8. Eat well – I’m a vegetarian and work hard to keep my diet balanced, grain-free, sugar-free, protein rich, incorporating essential fatty acids. The secret is to eat small amounts regularly to keep up your energy levels. When my ballet teacher from Bristol Russian Ballet School told me she would mostly eat cottage cheese with sugar when training at the Vaganova Academy in St Petersburg, I thought she was joking! However, I’ve since realised that cottage cheese (tvorog) is a staple here in Russia as a sweet or savoury. So if I’m stuck for a quick protein boost then cottage cheese it is! I’m also not immune to a treat here and there – and will allow myself a chocolate fix if necessary!
9. Learn to listen to your body and respond to injuries – some you can work through but others you need to rest up. Don’t be downhearted if you do pick up an injury that keeps you out of training – the best thing you can do is to keep learning by watching class. There are lots of stories of top dancers who have seemingly career ending injuries but are now back performing! I also try to incorporate a regular sports massage into my training schedule – it helps to ease the aches and pains and break down those overworked muscles.

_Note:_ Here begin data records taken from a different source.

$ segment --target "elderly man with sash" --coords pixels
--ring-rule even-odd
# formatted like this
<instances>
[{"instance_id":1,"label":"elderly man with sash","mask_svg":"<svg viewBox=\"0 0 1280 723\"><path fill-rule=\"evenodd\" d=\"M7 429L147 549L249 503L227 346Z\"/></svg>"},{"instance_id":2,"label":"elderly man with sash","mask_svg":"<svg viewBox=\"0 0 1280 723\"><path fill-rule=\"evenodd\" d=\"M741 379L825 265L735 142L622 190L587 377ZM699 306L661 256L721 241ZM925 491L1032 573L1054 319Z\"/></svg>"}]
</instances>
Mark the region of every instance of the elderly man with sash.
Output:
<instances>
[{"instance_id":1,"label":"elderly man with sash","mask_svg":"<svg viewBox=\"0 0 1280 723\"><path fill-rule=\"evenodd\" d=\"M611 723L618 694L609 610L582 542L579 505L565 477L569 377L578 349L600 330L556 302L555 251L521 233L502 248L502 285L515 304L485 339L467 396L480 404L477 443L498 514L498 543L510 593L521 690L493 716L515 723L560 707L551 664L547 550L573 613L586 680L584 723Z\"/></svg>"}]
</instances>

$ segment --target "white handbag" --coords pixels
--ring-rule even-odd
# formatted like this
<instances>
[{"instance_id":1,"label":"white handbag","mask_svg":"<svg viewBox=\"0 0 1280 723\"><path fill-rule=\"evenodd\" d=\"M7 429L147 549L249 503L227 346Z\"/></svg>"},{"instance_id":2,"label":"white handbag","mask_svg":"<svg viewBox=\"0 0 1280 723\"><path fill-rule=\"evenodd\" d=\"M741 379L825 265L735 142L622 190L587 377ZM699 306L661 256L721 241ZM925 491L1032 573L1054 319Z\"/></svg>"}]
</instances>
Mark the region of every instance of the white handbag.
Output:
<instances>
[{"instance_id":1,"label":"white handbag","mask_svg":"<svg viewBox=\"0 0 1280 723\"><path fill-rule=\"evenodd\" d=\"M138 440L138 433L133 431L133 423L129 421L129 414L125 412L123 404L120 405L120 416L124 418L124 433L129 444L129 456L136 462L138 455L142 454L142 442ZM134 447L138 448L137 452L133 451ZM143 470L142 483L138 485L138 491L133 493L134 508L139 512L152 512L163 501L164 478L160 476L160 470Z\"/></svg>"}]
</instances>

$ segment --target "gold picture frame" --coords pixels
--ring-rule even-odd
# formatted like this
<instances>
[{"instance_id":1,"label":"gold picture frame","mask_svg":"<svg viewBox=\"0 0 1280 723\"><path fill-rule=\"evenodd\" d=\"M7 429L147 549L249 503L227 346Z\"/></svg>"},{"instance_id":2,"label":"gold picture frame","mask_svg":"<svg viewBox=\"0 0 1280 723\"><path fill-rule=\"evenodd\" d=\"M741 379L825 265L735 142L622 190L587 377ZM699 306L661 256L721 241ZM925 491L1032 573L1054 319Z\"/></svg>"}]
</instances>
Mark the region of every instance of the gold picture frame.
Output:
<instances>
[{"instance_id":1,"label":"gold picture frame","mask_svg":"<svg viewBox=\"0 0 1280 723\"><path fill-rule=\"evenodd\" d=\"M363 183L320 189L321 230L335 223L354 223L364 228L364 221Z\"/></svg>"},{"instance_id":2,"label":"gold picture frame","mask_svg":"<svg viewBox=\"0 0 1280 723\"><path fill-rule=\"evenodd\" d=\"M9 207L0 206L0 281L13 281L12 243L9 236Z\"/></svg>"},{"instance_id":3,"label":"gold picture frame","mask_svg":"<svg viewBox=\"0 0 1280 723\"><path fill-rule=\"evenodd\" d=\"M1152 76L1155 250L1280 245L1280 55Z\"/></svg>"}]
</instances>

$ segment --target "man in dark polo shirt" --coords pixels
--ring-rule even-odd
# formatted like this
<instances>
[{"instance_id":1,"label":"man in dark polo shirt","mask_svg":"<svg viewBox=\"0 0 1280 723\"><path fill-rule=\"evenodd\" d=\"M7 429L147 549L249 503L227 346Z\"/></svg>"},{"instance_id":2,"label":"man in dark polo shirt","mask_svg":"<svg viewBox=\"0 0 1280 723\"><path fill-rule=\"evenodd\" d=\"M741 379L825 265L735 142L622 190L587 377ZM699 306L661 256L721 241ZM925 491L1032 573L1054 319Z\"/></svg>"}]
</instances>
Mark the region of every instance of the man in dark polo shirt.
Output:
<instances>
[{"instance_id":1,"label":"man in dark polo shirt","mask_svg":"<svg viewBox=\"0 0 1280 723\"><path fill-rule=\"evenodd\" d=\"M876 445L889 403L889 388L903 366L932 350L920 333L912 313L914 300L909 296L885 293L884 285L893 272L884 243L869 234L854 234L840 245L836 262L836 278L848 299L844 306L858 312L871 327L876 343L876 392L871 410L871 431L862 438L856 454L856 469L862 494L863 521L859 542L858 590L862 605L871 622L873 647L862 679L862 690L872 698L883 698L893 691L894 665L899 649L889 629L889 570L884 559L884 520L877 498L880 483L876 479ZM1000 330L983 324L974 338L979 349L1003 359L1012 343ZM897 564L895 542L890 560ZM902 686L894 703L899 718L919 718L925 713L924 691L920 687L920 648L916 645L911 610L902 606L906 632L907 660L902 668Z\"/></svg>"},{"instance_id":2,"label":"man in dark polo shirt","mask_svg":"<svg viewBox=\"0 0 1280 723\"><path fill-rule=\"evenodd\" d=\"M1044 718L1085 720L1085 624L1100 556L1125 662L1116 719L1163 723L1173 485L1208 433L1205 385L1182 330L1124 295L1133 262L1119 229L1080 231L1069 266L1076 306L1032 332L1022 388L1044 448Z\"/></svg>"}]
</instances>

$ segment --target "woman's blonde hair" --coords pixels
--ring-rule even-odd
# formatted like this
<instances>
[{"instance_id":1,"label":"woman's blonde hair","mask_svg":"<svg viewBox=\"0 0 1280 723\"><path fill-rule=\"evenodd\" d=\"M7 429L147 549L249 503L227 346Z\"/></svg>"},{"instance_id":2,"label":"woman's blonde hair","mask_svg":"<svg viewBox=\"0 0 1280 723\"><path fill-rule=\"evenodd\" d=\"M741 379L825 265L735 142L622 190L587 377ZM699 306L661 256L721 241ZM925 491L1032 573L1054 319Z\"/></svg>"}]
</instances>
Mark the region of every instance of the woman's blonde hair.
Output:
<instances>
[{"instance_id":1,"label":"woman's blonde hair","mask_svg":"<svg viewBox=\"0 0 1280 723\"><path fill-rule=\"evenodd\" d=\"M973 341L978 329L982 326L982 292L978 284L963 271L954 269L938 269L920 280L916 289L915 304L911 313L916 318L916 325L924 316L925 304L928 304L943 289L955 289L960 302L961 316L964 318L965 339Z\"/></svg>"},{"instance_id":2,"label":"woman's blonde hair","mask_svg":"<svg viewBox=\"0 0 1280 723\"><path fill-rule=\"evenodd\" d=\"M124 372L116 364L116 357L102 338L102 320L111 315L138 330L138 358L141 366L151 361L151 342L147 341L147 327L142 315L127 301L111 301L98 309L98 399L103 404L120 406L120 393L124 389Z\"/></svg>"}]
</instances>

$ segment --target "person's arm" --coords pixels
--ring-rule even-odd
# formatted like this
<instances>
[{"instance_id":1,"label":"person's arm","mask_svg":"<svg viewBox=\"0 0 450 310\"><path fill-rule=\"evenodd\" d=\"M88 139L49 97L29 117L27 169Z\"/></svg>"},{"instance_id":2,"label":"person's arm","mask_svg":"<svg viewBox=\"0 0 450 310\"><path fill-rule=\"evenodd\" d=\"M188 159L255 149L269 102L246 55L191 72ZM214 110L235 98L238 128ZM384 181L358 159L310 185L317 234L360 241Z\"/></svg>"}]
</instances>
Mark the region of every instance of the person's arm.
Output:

10. Don’t be obsessed by body shape – it’s true that there are some basic principles, but the perfect ballet-body is in the possession of a very few! With the right training and support you can develop your core strength, flexibility and change the shape and facility of your body, as I have.
11. Work hard – it goes without saying that to succeed as a ballet dancer takes lots of hard work. Your teachers will see that you want to learn and respond well to corrections. They will see that you are prepared to put in the hours and you will be rewarded! It is a competitive world and not everyone will become a principal – but set your own goals and recognise the progress that you make towards them.
12. Remember your roots and your manners – lots of your family and friends will make sacrifices and support you to get where you want to be. Recognise the sacrifices that others have made for you, be grateful and authentic and always be compassionate and commend success in others.
13. And, last but not least, have fun – it’s such a tough and competitive business; you have to want to dance and love to dance. You’ll make lots of friends along the way – make time to have fun and enjoy yourself, rewarding your successes and all of that hard work you put in each day!